Closed ashangit closed 3 months ago
I am taking this up
Here's my understanding of what this means. You want to enable subdomain style s3 APIs in RGW.
However, how are you proposing to get the DNS to work in Kubernetes?
How are we going to have endpoints with bucketname.endpoint.com
inside kubernetes?
Am I misunderstanding the intent?
The intent is in fact to enable subdomain style s3 by at least having the appropriate ceph configuration of RGW being done by rook. Then it will in fact required a specific DNS entry to be created, one like *.endpoint.com pointing to the RGW/LoadBalancer.

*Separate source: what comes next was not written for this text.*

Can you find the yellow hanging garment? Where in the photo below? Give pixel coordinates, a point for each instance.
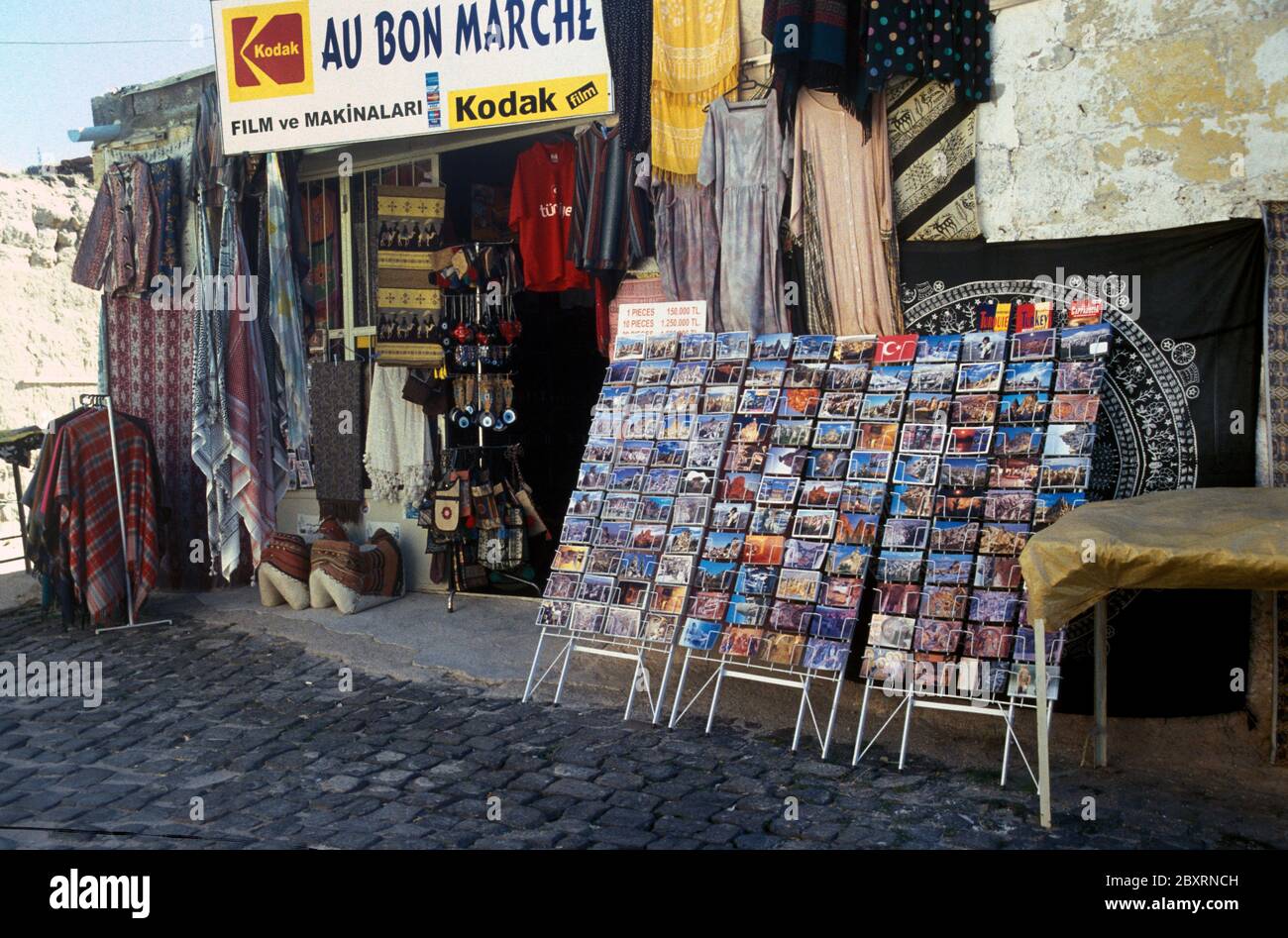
(695, 62)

I'm looking for this feature as well. I'm trying to configure it using the additional ceph.conf configmap, but so far it hasn't worked.
Our setup is as follows:
Now I really would like the option to have URLs like https://bucket.files.example.com/someFile.ext. According to Ceph documentation, I need to set the rgw dns name = files.example.com
to the radosgw configuration in ceph.conf
. I can't find it.
It would be great to have this available natively in Rook, without me trying to override the config map with all potential problems involved.
UPDATE: Got it to work with the following:
apiVersion: v1
kind: ConfigMap
metadata:
name: rook-config-override
namespace: rook-ceph
data:
config: |
[global]
rgw dns name = files.example.com
This of course only works because we have only one object store and it's not the most user friendly way to achieve this, I'd say.
@bartlaarhoven you can configure it thanks to the ceph cli through the toolbox. You will have to do it for each rgw:
kubectl exec -ti $(kubectl get po|grep tools|awk '{print $1}') -- ceph config set client.
rgw_dns_name files.example.com;
id_rgw => is the id arg of each rgw command line
@ashangit Oh thanks, I was very close finding the correct CLI command then earlier. Okay. That works, deleted the configmap. But this is still exactly what's asked in this issue, right? Then I still agree that it would be very useful to be able to config this in the Object Store CRD.
Yes this is exactly what I'd like rook to automatically configured
Probably should be done through zone group hostnames -
https://docs.ceph.com/docs/luminous/radosgw/multisite/#set-a-zone-group
This issue has been automatically marked as stale because it has not had recent activity. It will be closed in a week if no further activity occurs. Thank you for your contributions.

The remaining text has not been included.